В отличие от художников, отдающих предпочтение эстетике отклонений и несоответствий, карьера Дэми-ана Херста поражает невероятной точностью совпадения с навязшими в зубах психопатологическими клише. Любопытно, что, начиная с ранних концептуальных работ, у него проявился интерес к реквизиту, который используется при вскрытии мертвых. Возникшая у него в тот период бессознательная идентификация с патологоанатомом была в дальнейшем перенесена (трансфер) на животных (Физис). Я имею в виду период разрезания коров, свиней и акул — период, который можно определить как рецидив детского переживания парциальности. Это переживание, связанное с отсутствием «полноты образа», дети испытывают на «стадии зеркала», а взрослые — такие, как Херст, — продолжают возвращаться к метафоре парциальности, но уже на уровне иных проблем, иных символических контекстов. В случае Херста очередная смена символического антуража выразилась в переносе стигмы парциальности с индустрии Физиса на индустрию Поэзиса, в которой Херст видит собственное отражение.

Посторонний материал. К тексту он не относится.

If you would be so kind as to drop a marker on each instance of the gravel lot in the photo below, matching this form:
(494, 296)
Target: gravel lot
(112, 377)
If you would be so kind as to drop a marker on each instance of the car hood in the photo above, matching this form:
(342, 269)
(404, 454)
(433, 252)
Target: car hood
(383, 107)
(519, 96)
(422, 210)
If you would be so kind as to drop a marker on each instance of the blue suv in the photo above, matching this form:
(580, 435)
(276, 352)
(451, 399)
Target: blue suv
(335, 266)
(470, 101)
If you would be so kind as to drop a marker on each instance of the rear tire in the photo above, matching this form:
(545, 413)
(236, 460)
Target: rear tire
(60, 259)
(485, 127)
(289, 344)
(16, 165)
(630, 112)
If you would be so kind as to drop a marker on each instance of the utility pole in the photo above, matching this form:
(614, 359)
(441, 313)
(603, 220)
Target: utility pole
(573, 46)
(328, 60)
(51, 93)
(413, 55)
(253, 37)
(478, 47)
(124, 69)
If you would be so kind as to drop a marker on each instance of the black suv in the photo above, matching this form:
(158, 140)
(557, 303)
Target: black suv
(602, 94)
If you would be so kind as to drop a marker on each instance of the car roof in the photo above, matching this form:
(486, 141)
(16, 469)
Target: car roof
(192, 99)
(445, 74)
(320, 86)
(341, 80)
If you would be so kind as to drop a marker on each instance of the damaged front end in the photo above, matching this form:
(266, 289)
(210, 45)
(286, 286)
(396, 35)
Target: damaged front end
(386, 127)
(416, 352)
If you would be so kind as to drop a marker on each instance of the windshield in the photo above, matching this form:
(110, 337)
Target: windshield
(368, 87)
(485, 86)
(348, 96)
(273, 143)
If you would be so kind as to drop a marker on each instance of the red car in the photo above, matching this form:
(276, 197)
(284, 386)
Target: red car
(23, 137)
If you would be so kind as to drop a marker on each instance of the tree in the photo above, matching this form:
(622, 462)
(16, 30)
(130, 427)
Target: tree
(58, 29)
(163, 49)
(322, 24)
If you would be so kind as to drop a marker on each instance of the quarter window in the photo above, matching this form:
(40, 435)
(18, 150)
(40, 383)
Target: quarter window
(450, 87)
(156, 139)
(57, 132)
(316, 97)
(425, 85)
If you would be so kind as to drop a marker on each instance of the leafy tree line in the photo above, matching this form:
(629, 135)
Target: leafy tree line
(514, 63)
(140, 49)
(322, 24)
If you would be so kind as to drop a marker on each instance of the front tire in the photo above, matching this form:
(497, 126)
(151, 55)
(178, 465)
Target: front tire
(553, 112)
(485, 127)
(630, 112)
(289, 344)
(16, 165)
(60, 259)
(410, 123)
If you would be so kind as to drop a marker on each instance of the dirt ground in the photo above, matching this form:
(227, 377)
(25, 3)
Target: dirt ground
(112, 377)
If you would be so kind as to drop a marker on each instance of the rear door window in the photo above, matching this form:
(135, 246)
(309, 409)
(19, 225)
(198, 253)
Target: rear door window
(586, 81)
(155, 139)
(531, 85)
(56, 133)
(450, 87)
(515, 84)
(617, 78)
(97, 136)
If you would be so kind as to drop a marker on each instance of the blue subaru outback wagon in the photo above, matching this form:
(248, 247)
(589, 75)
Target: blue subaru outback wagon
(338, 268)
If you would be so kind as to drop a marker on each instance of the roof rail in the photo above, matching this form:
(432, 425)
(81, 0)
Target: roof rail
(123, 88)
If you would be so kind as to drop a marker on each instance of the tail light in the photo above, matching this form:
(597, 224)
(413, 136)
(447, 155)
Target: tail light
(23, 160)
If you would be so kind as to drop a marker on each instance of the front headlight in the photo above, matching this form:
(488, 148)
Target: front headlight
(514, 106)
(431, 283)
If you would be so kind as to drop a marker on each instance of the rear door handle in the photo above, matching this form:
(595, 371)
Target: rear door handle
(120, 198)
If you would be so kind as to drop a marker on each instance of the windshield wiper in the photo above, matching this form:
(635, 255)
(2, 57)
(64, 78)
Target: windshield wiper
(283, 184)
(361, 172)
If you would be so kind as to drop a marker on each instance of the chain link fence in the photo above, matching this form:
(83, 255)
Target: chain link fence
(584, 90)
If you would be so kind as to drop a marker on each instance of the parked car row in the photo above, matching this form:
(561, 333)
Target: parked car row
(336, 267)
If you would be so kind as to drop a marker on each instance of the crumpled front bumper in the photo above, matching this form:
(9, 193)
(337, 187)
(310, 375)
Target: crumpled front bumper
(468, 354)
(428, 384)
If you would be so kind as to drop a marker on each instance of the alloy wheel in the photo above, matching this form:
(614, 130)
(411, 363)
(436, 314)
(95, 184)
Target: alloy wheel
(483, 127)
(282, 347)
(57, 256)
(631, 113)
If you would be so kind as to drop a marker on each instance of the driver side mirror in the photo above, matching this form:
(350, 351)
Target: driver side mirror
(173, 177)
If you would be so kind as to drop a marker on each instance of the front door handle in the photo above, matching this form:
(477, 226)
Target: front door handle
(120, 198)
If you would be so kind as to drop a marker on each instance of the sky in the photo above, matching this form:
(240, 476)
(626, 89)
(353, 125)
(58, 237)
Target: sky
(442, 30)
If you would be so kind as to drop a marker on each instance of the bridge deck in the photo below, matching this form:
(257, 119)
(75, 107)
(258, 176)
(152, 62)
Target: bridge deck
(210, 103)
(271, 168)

В этом смысле он напоминает Наполеона, отпраздновавшего коронацию и созерцающего свой образ в Ампире. Что касается индустрии Поэзиса, то Херст олицетворяет ее как никто другой. На этом последнем, нарциссистском этапе он замкнул на себя траекторию трансфера, апробированного на уровне коров и акул. Под замыканием в данном случае подразумевается момент демонстрации отношения к себе как к мертвому. В результате мы (на этот раз) имеем дело не с живым, а с мертвым Наполеоном, чья коронация происходит в анатомическом театре современной культуры. Важно еще и то, что Херст представил художника в качестве неотъемлемой части эсхатологической экономики (eschatological economy), столь же неотъемлемой, как и само искусство. Тоска по тотальности, недостижимой на «стадии зеркала», оборачивается у Херста тотальностью смерти искусства. Мертвое тело современной культуры — вот та «полнота образа», которую обретает Херст в порядке компенсации за ее недостижимость другими средствами. Именно это в конечном итоге объединяет его с Кренсом и Герри. Но есть и различия. Глобализация, с точки зрения Херста, не только синоним тотальности, но и прерогатива смерти. Интересно, что, помимо вскрытия «мертвого тела» современной культуры, происходит еще и эстетизация этого вскрытия.

 

Как известно, основной пафос «Эстетической теории» Адорно сопряжен с желанием автора воспрепятствовать превращению автономного искусства в культурную индустрию. Такого рода превращение случается с каждым художественным феноменом, покидающим зону дереифицированной активности. Ввиду неизбежности реификации (verdinglichung) цель критически мыслящего художника состоит в том, чтобы ее отсрочить. К настоящему времени аргументация Адорно, до сих пор не лишенная привлекательности, в значительной мере утратила эффективность. Причина — экспансия культурной индустрии в сферу оптического бессознательного, а также инстантивный миметический обмен между ними, инспирированный новыми технологиями и т. п. То, что Адорно считал неидентичным культурной индустрии, оказывается контаминированным ею еще до момента реификации[2]. Благодаря средствам массовой информации, а также феномену инстантивного обмена, временной зазор между автономным искусством и его другим перестал существовать. У искусства, в сущности, уже нет другого. Соответственно, смерть искусства не является более его другим. Инсталляция Херста в галерее Гогосиана — наилучшее тому подтверждение. Искусство умерло, его больше нет, но эта тема и есть искусство.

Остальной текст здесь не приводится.